That training supplements the education the children receive as they are homeschooled. Michele explained how their 16-year-old was on night check and told her mom how she had successfully helped deliver a lamb the next morning. “It really helps give her a boost as to what she can do on her own,” Michele said. “It’s a good way to teach kids teamwork and how to reach for skills that they didn’t know they had.”

The cold weather presented an additional challenge, but Michele was happy to report that they didn’t lose any lambs to exposure. Many of the lambs arrived as quadruplets, triplets or twins. “When we bred last fall, it was beautiful weather; usually, breeding season is cold. Milder temperatures do increase the multiples,” Michele explained.

Lambs born as quadruplets, or quads, as Michele called them, become bottle lambs. She said her kids love having lambs that need to be fed with a bottle.

During the first 24 hours, the lambs receive their vital intake of colostrum, which the ewe stops producing after the first day. “Once they get that, the lambs just come alive!” Michele said. “They get up and like to shake, and then you know they’re good to go.”

After eighty days, the lambs are weaned; Michele said it’s a sad time. “We separate the lambs and the ewes, pushing the ewes out to pasture. The ewes cry for about thirty hours, and then they stop. The lambs will cry for about two days before they settle down.” The lambs aren’t weaned until they’re fully on grain.

In order to protect the sheep from predators such as coyotes, Circle R Ranch has a six-wire electric fence and three stock dogs. The Rast family trains their own dogs, and noted that anyone who breeds guarding dogs has a waiting list due to the high demand. Michele stressed the importance of having sheep that flock well, since predators attack animals that are lagging behind.

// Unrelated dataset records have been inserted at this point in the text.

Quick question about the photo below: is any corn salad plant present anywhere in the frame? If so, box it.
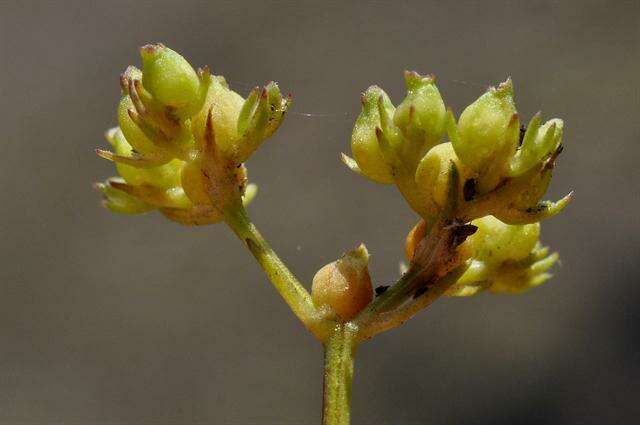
[94,44,571,425]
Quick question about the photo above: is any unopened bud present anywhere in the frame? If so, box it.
[393,71,446,157]
[350,86,397,184]
[311,244,373,321]
[141,43,200,110]
[454,79,518,176]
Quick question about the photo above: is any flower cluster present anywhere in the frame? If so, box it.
[346,72,571,294]
[95,44,290,224]
[343,72,570,225]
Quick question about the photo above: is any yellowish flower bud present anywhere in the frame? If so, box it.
[311,244,373,321]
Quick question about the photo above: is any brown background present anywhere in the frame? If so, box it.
[1,1,639,424]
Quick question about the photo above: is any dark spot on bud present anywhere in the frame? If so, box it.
[463,178,477,201]
[519,123,527,146]
[526,203,547,214]
[375,285,389,296]
[414,286,428,298]
[452,224,478,247]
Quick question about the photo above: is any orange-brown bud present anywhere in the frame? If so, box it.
[311,245,373,321]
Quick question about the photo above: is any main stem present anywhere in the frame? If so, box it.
[323,324,357,425]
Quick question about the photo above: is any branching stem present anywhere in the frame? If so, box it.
[223,206,334,340]
[355,266,466,341]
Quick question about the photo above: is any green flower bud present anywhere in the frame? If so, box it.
[140,43,200,110]
[393,71,446,158]
[349,86,397,184]
[311,244,373,321]
[453,79,519,190]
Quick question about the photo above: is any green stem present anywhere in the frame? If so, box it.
[224,206,332,340]
[355,265,468,340]
[323,324,357,425]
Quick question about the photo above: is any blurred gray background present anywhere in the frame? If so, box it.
[1,1,639,424]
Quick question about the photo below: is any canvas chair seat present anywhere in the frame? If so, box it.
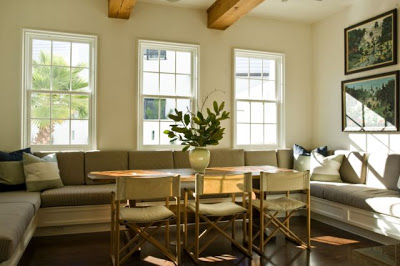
[188,201,247,217]
[120,205,174,223]
[253,197,306,211]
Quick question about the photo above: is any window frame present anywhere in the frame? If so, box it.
[233,48,285,149]
[22,29,97,151]
[137,40,199,150]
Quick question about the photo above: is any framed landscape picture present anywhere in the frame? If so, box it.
[345,9,397,75]
[342,71,399,132]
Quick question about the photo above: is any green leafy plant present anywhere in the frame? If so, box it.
[163,95,230,151]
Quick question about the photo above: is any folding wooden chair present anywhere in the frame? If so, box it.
[110,175,181,265]
[252,171,311,255]
[183,173,253,263]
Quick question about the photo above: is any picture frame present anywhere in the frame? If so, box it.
[342,71,399,132]
[345,9,397,75]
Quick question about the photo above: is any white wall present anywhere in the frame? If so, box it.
[312,0,400,153]
[0,0,313,151]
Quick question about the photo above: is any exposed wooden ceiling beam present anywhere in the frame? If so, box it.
[108,0,136,19]
[207,0,265,30]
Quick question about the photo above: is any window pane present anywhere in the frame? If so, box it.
[176,52,191,74]
[176,74,191,96]
[72,43,89,67]
[71,120,89,144]
[160,73,175,95]
[251,124,263,144]
[236,78,248,99]
[265,103,277,123]
[263,80,276,100]
[143,72,159,95]
[143,121,159,145]
[52,66,70,91]
[71,68,89,91]
[143,49,159,72]
[160,50,175,73]
[71,95,89,119]
[237,124,250,145]
[263,59,275,80]
[31,93,50,118]
[160,122,173,145]
[51,94,70,119]
[249,79,262,99]
[264,124,277,145]
[236,57,248,77]
[160,98,175,120]
[52,120,69,144]
[32,40,51,65]
[31,119,50,145]
[250,58,262,78]
[251,102,263,123]
[52,41,71,66]
[144,98,159,119]
[237,101,250,123]
[32,66,51,90]
[177,99,191,113]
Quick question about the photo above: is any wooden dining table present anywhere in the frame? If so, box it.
[88,165,294,182]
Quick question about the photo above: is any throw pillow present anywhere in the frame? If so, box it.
[0,161,26,192]
[293,144,328,171]
[0,148,31,161]
[23,153,64,192]
[310,151,344,182]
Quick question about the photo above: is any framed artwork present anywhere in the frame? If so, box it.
[345,9,397,75]
[342,71,399,132]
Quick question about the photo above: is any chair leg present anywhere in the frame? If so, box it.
[194,206,200,259]
[115,221,120,265]
[307,206,311,249]
[183,191,188,250]
[176,198,181,265]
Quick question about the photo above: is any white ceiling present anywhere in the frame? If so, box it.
[138,0,355,24]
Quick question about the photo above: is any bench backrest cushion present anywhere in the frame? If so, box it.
[244,150,278,166]
[173,151,191,169]
[128,151,174,170]
[34,152,85,185]
[334,150,367,184]
[276,149,293,169]
[366,153,400,190]
[85,151,128,184]
[208,149,244,167]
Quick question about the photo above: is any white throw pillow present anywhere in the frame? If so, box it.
[310,152,344,182]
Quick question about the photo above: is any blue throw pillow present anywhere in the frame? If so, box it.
[0,148,31,161]
[293,144,328,171]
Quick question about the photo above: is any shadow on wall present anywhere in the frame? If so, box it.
[348,133,400,153]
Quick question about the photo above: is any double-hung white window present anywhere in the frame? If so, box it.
[23,29,97,150]
[138,40,199,150]
[234,49,285,148]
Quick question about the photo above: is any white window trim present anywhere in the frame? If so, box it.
[233,48,285,149]
[22,29,97,151]
[137,40,200,151]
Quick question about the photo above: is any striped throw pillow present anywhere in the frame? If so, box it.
[23,153,64,192]
[310,151,344,182]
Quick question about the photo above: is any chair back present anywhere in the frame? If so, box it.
[115,175,180,200]
[260,171,309,192]
[195,173,252,195]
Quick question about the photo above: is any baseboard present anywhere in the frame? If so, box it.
[310,196,400,244]
[0,214,37,266]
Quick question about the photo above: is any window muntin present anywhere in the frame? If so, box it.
[138,40,199,149]
[23,30,97,150]
[234,49,284,148]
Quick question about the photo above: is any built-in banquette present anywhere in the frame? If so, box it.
[1,149,399,265]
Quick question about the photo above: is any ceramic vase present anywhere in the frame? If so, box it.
[189,147,210,173]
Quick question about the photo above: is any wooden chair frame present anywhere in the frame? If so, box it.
[183,173,253,263]
[110,176,181,265]
[252,171,311,256]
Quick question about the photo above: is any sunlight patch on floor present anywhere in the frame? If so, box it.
[143,255,175,265]
[311,236,359,246]
[198,254,237,262]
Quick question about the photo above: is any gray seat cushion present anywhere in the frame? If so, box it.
[41,184,115,207]
[0,203,35,262]
[85,151,128,184]
[0,191,41,212]
[311,181,400,218]
[128,151,174,170]
[245,150,278,166]
[208,149,244,167]
[276,149,293,169]
[173,151,191,169]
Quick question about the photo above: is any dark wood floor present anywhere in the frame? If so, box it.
[19,217,383,266]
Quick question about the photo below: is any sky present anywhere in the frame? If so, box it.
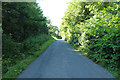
[36,0,71,28]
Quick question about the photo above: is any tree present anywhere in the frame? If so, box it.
[60,1,120,78]
[2,2,48,42]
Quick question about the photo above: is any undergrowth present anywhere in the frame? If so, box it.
[2,34,55,78]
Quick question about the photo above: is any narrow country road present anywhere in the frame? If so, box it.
[17,40,114,78]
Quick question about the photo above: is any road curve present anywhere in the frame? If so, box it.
[17,40,114,78]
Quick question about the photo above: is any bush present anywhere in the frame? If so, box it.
[23,34,52,53]
[2,34,52,74]
[77,3,120,77]
[60,2,120,78]
[2,34,24,73]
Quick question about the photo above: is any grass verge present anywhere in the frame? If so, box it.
[2,38,55,78]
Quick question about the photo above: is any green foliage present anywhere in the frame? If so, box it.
[47,19,61,39]
[48,25,59,37]
[60,1,120,78]
[2,2,55,77]
[3,38,55,78]
[23,34,52,52]
[2,34,52,75]
[2,2,48,42]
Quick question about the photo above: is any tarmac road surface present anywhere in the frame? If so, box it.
[17,40,114,78]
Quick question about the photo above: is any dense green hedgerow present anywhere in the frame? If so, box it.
[2,38,55,78]
[60,2,120,78]
[2,34,52,75]
[2,2,53,75]
[2,2,58,78]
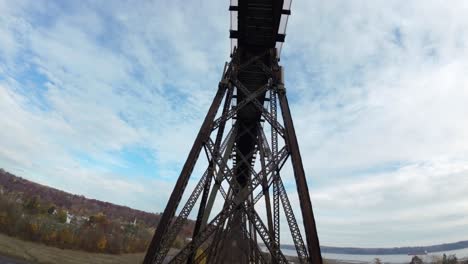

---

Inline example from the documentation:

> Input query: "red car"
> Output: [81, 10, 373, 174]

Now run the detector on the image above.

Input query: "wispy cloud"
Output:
[280, 0, 468, 246]
[0, 0, 229, 211]
[1, 0, 468, 247]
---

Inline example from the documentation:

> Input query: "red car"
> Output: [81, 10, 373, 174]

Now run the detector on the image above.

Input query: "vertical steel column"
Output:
[206, 196, 231, 263]
[201, 126, 237, 227]
[188, 86, 234, 263]
[259, 128, 274, 240]
[277, 89, 323, 264]
[143, 83, 228, 264]
[270, 88, 281, 263]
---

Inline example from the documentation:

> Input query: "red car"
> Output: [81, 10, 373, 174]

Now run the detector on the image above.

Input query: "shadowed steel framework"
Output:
[143, 0, 322, 263]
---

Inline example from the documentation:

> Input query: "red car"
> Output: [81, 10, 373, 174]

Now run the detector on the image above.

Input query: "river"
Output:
[280, 247, 468, 263]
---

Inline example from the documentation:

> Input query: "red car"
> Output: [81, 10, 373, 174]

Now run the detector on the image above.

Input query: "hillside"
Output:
[0, 168, 160, 228]
[3, 168, 467, 257]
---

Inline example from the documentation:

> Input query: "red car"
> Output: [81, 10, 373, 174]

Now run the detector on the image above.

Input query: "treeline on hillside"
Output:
[0, 169, 160, 227]
[407, 254, 468, 264]
[372, 255, 468, 264]
[0, 169, 195, 254]
[0, 191, 156, 253]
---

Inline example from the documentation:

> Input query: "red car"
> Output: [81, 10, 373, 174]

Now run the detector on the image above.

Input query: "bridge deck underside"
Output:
[228, 2, 284, 261]
[234, 0, 283, 188]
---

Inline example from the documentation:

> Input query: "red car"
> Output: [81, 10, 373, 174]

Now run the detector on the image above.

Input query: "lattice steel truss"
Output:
[143, 49, 322, 264]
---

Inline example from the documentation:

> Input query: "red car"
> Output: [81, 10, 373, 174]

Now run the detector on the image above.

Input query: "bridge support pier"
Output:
[143, 48, 323, 264]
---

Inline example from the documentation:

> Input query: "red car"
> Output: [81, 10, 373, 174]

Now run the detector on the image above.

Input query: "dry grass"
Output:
[0, 233, 144, 264]
[0, 233, 350, 264]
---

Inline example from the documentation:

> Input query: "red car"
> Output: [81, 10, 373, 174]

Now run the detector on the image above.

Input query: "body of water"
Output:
[280, 247, 468, 263]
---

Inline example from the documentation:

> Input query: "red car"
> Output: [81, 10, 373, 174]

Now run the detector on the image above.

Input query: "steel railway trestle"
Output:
[143, 0, 322, 263]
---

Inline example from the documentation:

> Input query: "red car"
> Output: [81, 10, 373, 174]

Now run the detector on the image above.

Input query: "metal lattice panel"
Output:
[143, 1, 322, 262]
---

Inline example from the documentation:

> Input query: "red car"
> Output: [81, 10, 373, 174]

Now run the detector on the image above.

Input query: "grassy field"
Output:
[0, 233, 353, 264]
[0, 233, 145, 264]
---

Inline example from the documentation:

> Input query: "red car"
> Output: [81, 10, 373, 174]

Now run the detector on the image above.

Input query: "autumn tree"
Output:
[446, 255, 458, 264]
[173, 237, 184, 249]
[97, 235, 107, 251]
[107, 232, 123, 254]
[57, 228, 74, 248]
[89, 212, 108, 225]
[24, 196, 40, 213]
[56, 209, 67, 223]
[26, 220, 40, 241]
[47, 205, 56, 215]
[410, 256, 423, 264]
[431, 256, 443, 264]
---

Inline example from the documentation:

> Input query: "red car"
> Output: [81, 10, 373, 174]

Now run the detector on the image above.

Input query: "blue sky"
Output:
[1, 0, 468, 247]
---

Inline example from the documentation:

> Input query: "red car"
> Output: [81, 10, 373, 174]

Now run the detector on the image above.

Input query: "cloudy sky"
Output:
[1, 0, 468, 248]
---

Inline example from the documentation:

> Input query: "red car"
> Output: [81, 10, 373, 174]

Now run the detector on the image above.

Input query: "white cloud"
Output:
[0, 0, 228, 211]
[277, 0, 468, 246]
[307, 159, 468, 247]
[1, 0, 468, 247]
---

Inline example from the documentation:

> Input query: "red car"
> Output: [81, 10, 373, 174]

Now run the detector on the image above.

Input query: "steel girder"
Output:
[143, 49, 322, 264]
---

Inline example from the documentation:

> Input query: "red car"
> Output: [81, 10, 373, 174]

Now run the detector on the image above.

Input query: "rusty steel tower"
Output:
[143, 0, 322, 263]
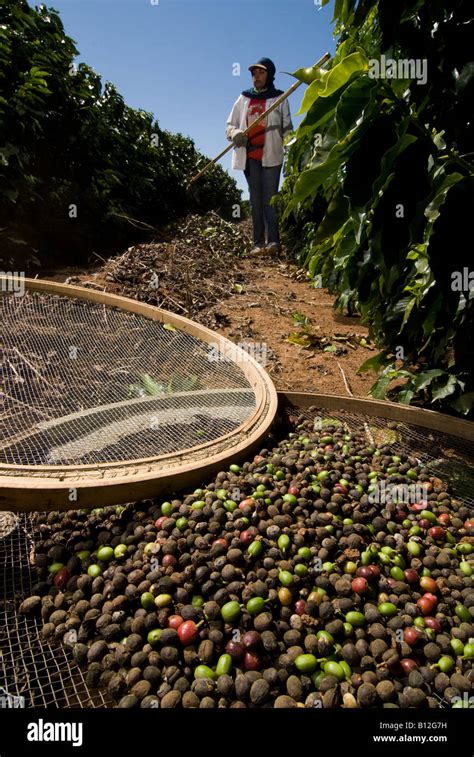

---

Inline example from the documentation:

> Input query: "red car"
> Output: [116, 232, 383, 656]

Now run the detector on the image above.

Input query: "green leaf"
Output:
[291, 133, 358, 205]
[372, 132, 417, 199]
[396, 387, 415, 404]
[424, 173, 464, 223]
[315, 191, 349, 243]
[286, 333, 312, 348]
[421, 294, 442, 337]
[292, 311, 309, 325]
[431, 374, 459, 401]
[432, 130, 446, 150]
[358, 351, 391, 373]
[413, 369, 445, 392]
[297, 91, 342, 138]
[334, 0, 344, 19]
[333, 0, 356, 24]
[370, 372, 394, 399]
[386, 296, 412, 321]
[298, 53, 368, 114]
[140, 373, 164, 395]
[274, 4, 472, 418]
[451, 392, 474, 415]
[400, 298, 415, 329]
[289, 64, 329, 85]
[29, 66, 50, 80]
[335, 75, 378, 137]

Some time in July or August, the lambs reach the weight of 80-100 pounds and are sent to market. Circle R Ranch works with the Sask. Sheep Board to sell their sheep within Canada, where the consumption is greater than Canadian producers can supply. “We have found the ethnic market to be increasing, which has changed our marketing,” Michele said.

“It’s a heart-wrenching day when the semi goes down the road. You will see the kids saying goodbye to the lambs that are sticking their noses out of the semi. The dog follows the semi down the road until he can no longer keep up. He is saying goodbye to the ewes,” Michele said.

The Rast family also butcher some of their own animals for their own consumption because that’s what ranchers do. They feed the world, one family at a time.